Study reveals paradoxical effect of recession on emission reductions policy.

di Staff

By Joshua Massarenti

Brussels – The economic crisis may be having at least one positive effect.

According to a new study – presented by the European Commission on the environment by Connie Hedgaard – reducing carbon emissions by twenty percent by 2020 will cost EU members less than was previously forecasted by a study done in 2008.

Nevertheless, the number of member states who are ready to take on the ambitious goal to reduce emissions by thirty percent over the next ten years is in decline.

Poor economic conditions are being blamed for this decline.

For Hedegaard, “a move from a target reduction rate of twenty to thirty percent is a political choice that governments should make when the calendar and the conditions allow them to do so.”

A glance at the EU agenda would suggest that a common carbon emission policy should be adopted by November 2010, when world leaders will meet in Cancun for the World Summit on Climate.

The first stage of negotiations will happen on June 17 in Brussels at the next EU Summit, followed by another EU Summit in mid September.

But the march to Cancun is in danger of evolving into an obstacle course. If the Euro crisis continues, uniting countries around a thirty percent target could prove to be impossible.

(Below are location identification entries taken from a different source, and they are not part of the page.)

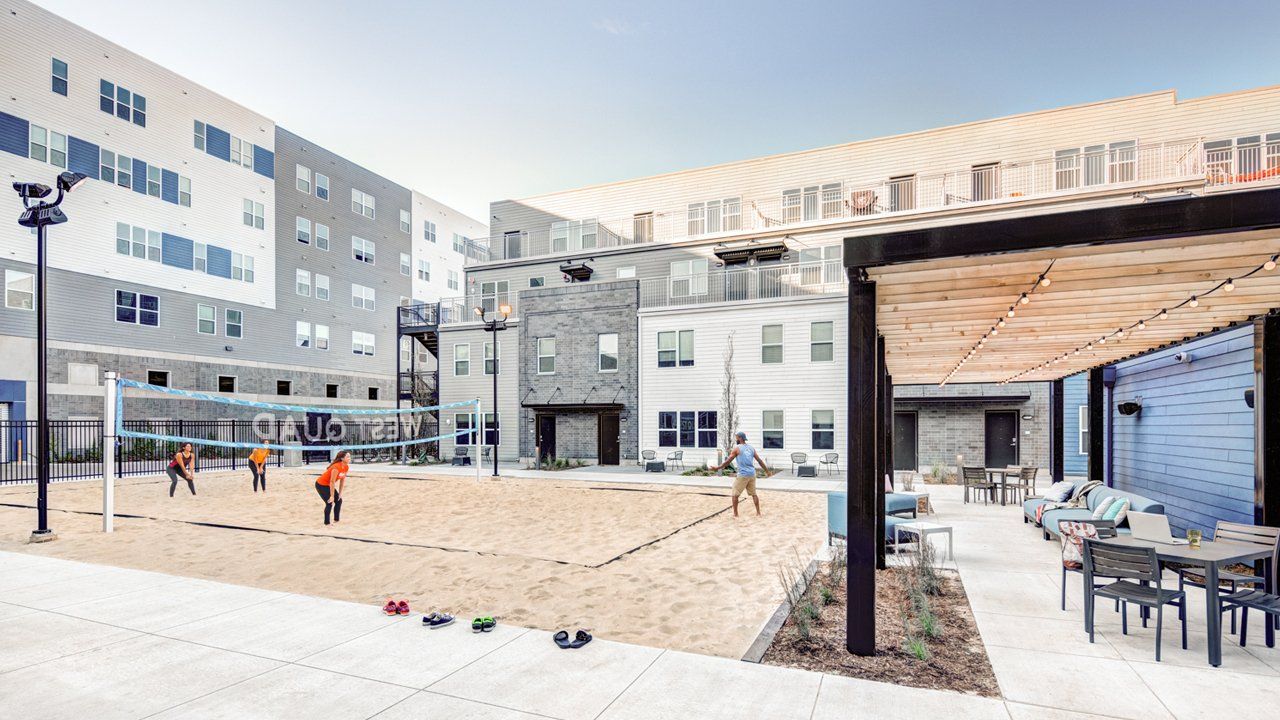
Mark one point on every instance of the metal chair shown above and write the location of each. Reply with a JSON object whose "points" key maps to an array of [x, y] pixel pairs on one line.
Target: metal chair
{"points": [[1129, 564]]}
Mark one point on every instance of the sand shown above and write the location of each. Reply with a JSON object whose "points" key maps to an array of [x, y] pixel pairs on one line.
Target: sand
{"points": [[657, 565]]}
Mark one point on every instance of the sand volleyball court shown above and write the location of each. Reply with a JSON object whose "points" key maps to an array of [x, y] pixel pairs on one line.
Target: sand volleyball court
{"points": [[658, 565]]}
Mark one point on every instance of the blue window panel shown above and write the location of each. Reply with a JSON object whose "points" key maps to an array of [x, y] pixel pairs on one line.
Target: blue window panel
{"points": [[13, 135], [264, 162], [169, 186], [140, 176], [218, 142], [219, 261], [82, 156], [176, 251]]}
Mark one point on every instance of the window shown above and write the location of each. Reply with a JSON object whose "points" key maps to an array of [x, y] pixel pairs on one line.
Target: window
{"points": [[362, 250], [771, 427], [461, 360], [255, 215], [676, 349], [545, 356], [233, 323], [59, 77], [361, 343], [771, 345], [607, 352], [689, 277], [362, 204], [492, 360], [361, 296], [137, 309], [822, 347], [823, 429], [206, 319], [19, 290]]}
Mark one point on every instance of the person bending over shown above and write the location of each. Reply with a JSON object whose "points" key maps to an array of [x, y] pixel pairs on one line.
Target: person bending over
{"points": [[330, 484], [745, 456], [182, 465]]}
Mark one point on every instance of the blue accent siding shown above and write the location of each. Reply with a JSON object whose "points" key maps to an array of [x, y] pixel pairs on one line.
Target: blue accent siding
{"points": [[1192, 445], [177, 251], [219, 261], [169, 186], [82, 156], [264, 162], [140, 176], [14, 133], [218, 142]]}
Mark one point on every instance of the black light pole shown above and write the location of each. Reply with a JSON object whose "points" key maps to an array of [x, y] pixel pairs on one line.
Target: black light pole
{"points": [[497, 324], [40, 217]]}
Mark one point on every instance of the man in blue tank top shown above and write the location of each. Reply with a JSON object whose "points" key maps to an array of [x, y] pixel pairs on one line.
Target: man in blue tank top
{"points": [[745, 458]]}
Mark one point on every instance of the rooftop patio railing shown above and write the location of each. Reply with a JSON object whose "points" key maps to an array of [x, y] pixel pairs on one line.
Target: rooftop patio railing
{"points": [[1063, 173]]}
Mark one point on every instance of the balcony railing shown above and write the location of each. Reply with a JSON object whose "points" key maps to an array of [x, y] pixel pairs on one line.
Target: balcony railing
{"points": [[1063, 173], [741, 285]]}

Greenpeace refuses to give up on European unity.

Mark Breddy of Greenpeace told Vita that “the race is off. On one side there are the lobby groups who represent the steel industry and oil refineries. They are putting a huge amount of pressure on Brussels not to impose a thirty percent target on its member states. On the other side there is Europe’s civil society. They already have the support of the Scandinavian countries and the new British coalition government, both have made climate control a key pillar of their political agendas.”

Steel giants like Arcelor-Mittal and Lafarge will be able to take advantage of the unwillingness of certain countries like Germany and France – to a lesser extent – to sign on to such a high objective.

Yesterday the German Minister to the Economy, the liberal Rainer Bruderle, and the French Minister of Industry, Christian Estrosi, pulled the breaks on the commission’s emission reduction plans.

They spoke out against the idea of reducing emissions at any cost. The Angela Merkel government is feeling pressure from lobby groups that represent German industry. While President Sarkozy would be happy to take on the thirty percent target, but only if a tax was levied on EU imports associated with high pollution.

Then there is the problem of the United States and China, both are being called on to double their environmental programs.

Already faced with the ills caused by the crisis, the world’s most powerful nations are convinced that a policy agenda too keen on the environment would further devastate national industry (especially in those high polluting sectors).

This would lead to higher unemployment and social discontent, two things no government looks to bring upon itself.

“They couldn’t be more wrong,” argues Breddy. “Many studies show that environmentally friendly political policy actually creates jobs.”

Now he just needs to convince Paris and Berlin, the two governments who hold all the cards at the negotiation table in Brussels.

“It won’t be easy, but we can count on the two ministers of the environment in France and Germany who have committed to battle and convincing their more pro industry colleagues.”

In Breddy’s opinion ,industry has no reason to lament itself.

“We know that multinationals in the oil and steel sector have made billions in the carbon trading market, to be precise 14 billion Euros over three years. How? By receiving permission to emit CO2 for free. They use the credits and then pass the cost on to the consumers.”